SONY Hi-8  vs  VHS

VIDEO QUALITY
When it comes to in-cruiser video performance, the quality of the images it gathers may be the most important test of all. The quality of the systems recordings depends largely on the format it uses.

Boil it down and the video quality of a format is directly related to  the quantity of information it can pack onto the tape. More information translates to better detail, which, makes for better images. We quantify a formats ability to record detail by measuring how many light-to-dark transitions it can record across the screen. This is called a formats horizontal resolution.

The format that records the least amount of video information is VHS. This format delivers just over 200 lines of horizontal resolution, which is about one third less detail than cable TV.

When engineers figured out how to pack more information on a tape, the Super VHS and Hi-8 formats were born.

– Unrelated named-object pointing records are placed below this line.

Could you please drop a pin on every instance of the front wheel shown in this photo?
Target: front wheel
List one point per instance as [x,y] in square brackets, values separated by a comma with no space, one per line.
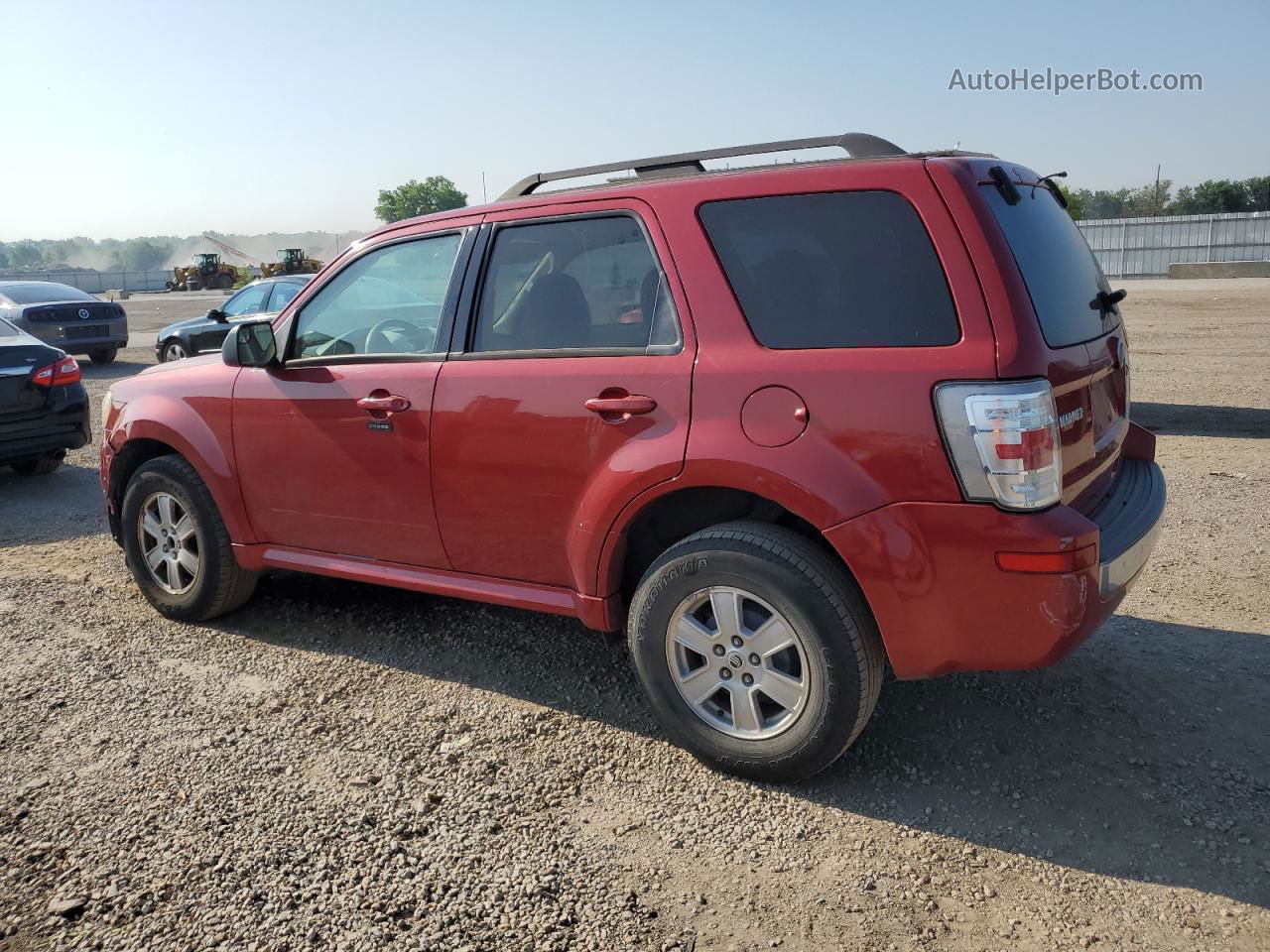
[756,651]
[177,544]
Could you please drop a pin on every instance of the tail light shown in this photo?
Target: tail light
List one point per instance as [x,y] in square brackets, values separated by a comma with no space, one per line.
[1002,439]
[58,373]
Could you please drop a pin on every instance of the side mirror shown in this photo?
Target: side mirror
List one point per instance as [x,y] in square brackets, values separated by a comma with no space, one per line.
[250,345]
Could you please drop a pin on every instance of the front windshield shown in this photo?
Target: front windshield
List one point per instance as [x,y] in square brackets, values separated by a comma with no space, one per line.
[35,293]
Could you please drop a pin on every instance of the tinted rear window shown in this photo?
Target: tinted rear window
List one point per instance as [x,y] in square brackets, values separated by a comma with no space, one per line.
[1062,276]
[829,271]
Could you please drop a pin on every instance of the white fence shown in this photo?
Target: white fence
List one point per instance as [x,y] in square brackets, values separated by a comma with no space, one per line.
[1143,248]
[96,282]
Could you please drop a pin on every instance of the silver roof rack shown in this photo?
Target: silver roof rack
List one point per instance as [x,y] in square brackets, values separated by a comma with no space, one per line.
[856,145]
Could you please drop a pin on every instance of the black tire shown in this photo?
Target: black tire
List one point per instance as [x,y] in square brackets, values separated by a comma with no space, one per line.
[40,466]
[816,595]
[221,584]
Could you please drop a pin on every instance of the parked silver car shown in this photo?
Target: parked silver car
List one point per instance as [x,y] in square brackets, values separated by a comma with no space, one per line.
[66,317]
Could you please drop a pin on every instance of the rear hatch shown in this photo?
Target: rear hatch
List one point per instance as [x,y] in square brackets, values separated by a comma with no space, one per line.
[1084,354]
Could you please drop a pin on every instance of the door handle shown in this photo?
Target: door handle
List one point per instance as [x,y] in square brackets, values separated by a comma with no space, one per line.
[391,404]
[619,409]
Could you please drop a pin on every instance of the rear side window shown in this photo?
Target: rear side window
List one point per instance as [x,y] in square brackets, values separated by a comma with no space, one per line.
[1062,276]
[284,294]
[833,271]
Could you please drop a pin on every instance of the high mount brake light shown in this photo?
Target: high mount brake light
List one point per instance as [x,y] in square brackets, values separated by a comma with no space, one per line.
[1002,440]
[58,373]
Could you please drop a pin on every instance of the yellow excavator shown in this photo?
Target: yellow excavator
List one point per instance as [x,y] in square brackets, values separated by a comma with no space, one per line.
[291,261]
[206,272]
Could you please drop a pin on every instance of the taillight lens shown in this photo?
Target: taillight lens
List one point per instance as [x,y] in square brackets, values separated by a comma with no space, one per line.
[1002,439]
[55,375]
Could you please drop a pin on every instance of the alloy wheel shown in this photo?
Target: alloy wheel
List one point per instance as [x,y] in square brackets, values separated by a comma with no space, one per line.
[169,542]
[738,662]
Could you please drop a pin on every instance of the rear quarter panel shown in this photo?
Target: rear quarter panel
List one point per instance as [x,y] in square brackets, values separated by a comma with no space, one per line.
[1021,348]
[871,436]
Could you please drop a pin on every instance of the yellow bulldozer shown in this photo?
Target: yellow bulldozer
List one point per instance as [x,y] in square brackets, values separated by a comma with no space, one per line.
[206,272]
[291,261]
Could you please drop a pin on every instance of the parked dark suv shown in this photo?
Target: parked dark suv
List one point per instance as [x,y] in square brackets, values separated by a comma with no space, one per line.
[781,422]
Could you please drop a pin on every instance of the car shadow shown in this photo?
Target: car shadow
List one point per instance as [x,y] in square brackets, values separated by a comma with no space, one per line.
[64,504]
[109,371]
[1144,756]
[1199,420]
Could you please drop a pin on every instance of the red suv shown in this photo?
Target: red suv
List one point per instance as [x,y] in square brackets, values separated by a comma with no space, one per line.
[785,424]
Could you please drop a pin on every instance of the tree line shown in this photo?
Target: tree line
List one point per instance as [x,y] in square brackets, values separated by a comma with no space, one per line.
[1156,198]
[108,254]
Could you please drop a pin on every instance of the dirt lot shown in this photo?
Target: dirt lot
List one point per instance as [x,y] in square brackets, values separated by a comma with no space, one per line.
[353,769]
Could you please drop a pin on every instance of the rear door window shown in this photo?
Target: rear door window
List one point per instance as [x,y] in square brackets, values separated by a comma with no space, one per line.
[249,299]
[1062,276]
[843,270]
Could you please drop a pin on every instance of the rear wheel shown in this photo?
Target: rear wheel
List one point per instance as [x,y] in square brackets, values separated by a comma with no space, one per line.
[756,651]
[177,544]
[40,466]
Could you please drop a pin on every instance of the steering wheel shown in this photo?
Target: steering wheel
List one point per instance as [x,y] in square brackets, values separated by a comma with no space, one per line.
[376,338]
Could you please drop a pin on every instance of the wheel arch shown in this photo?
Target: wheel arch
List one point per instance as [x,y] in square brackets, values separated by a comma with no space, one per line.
[674,512]
[194,440]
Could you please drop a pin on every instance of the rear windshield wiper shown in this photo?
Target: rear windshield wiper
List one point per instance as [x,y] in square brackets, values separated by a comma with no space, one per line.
[1048,181]
[1105,302]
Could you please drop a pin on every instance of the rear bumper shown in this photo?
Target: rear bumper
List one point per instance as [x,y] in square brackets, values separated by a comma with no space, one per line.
[114,334]
[931,575]
[64,426]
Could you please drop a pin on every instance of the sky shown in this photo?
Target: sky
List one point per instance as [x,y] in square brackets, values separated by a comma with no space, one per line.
[163,118]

These hi-band formats record almost twice as much information as VHS. The Sony Hi-8 format can deliver 400 lines of horizontal information.

SOUND QUALITY
A video that looks good and sounds bad is a bad video. The format you use can make a significant difference in how your recording sounds as well as looks.

As with video quality, audio quality is directly linked to how much sound information a format can store.

At the bottom again is VHS with its linear audio track. This format uses only 1/5 of the the tape for audio recording resulting in very little information being saved on tape.

The Sony Hi-8 format uses hi-fi stereo for audio recording. hi-fi stereo is recorded using depth multiplexing which records the audio signal deeper into the tape underneath the video signal. This allows the entire width of the tape to be used for the audio tracks resulting in over twice as much recorded information when compared to VHS.

GENERATION LOSS
Video tape evidence is often copied and distributed to 2nd and 3rd parties (lawyers, ect.). The quality of copies rarely matches that of the original. Do a copy of a copy and things get worse.

This is called generation loss. Part of the problem is noise, which pollutes the signal a little more with each generation of tape. The other factor is the inevitable los of detail that happens when copying. Generation loss isn't just limited to video, sound can get noisy and indistinct as well.

In general, the better the quality of the format, the less generation loss you'll notice with each copy. This is why VHS suffers the most from generation loss. This format often reveals considerable degradation after just one copy.

Sony Hi-8, because of its depth multiplexing, is far less susceptible to generation loss. And because Sony Hi-8 records more detail and less noise to begin with, the small amount of generation loss is far less noticeable.

Optical Zoom vs Digital Zoom
Optical Zoom: Allows you to capture close-ups without sacrificing resolution (picture quality). It uses the actual lens to magnify the image, whereas a digital zoom uses computer imaging to magnify the image. Although digital zooms can go much farther than optical, they sacrifice quality, as they are only computer approximations of the image, rather than the actual image. Optical Zoom produces the highest quality picture.

Digital Zoom: Integrated technology that lets you magnify a portion of an already captured image to achieve the effect of a zoom. This means that the existing data is not enhanced, but merely displayed at a lower resolution (picture quality). As the magnification or zoom increases the resolution decreases. When you zoom digitally, you are essentially just cropping part of the image, without increasing the resolution of the portion of the image you really want to keep.